­Königsteinbrücke wird für Radverkehr im Nordosten dringend gebraucht

Die Königsteinbrücke "Foto Boonekamp":https://commons.wikimedia.org/wiki/File:KoenigsteinbrueckeF0095.JPG
Die Königsteinbrücke

Nachtrag: Seit dem 31. März 2021 ist die neue Fuß- und Radbrücke wieder befahrbar. Leider lässt die Asphaltqualität an den Rampen stark zu wünschen übrig. Das Bezirksamt Pankow versucht hier noch vom Bauherren – der Autobahngesellschaft des Bundes – eine Nachbesserung zu erwirken.


Im Sommer 2018 droht eine 18-monatige Vollsperrung der Pankower Königsteinbrücke über die A 114. Diese Fuß- und Radverkehrsbrücke ist nicht nur für die Verbindung von Französisch-Buchholz nach Karow von lokaler, sondern als Teil des Radfernweges Berlin-Usedom für den Tourismus und Radpendler nach Buch auch von überbezirklicher Bedeutung. Die bisher vorgesehene Umleitungsmaßnahme ist derzeit nicht akzeptabel, sinnvolle Alternativen sind dringend gesucht.

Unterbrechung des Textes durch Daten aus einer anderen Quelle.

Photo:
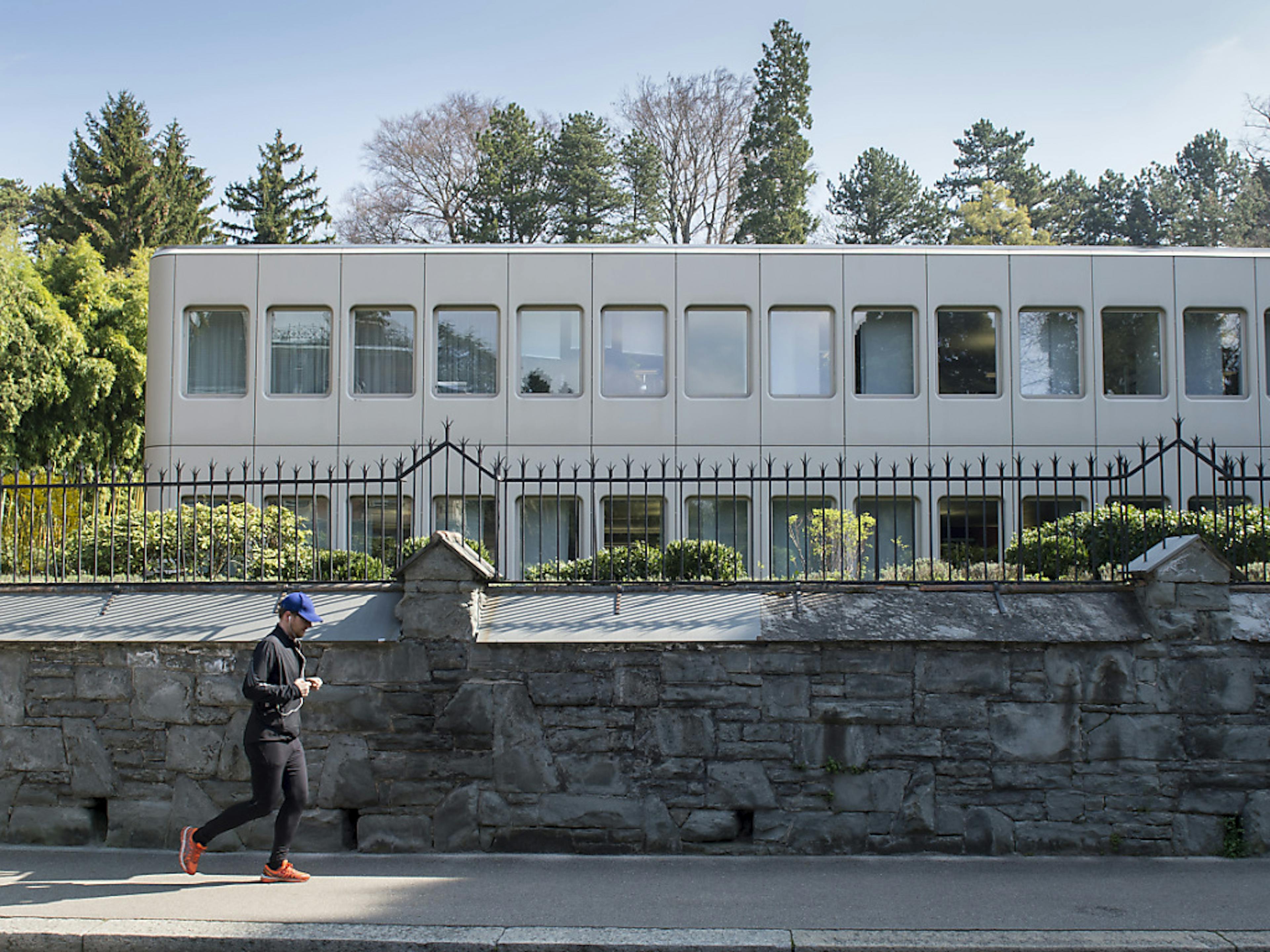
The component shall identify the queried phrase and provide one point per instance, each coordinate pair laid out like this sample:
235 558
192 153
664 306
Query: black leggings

Autobahn, S- und Regional- bzw. Fernbahngleise zerschneiden den Norden des Bezirks Pankow in zahlreiche Inseln. Brücken und Unterführungen sind hier von zentraler Bedeutung für die Nahmobilität innerhalb des Bezirks. Die Königsteinbrücke ermöglicht eine sehr nützliche Querverbindung für Radfahrende zwischen den Ortsteilen Französisch-Buchholz und Karow.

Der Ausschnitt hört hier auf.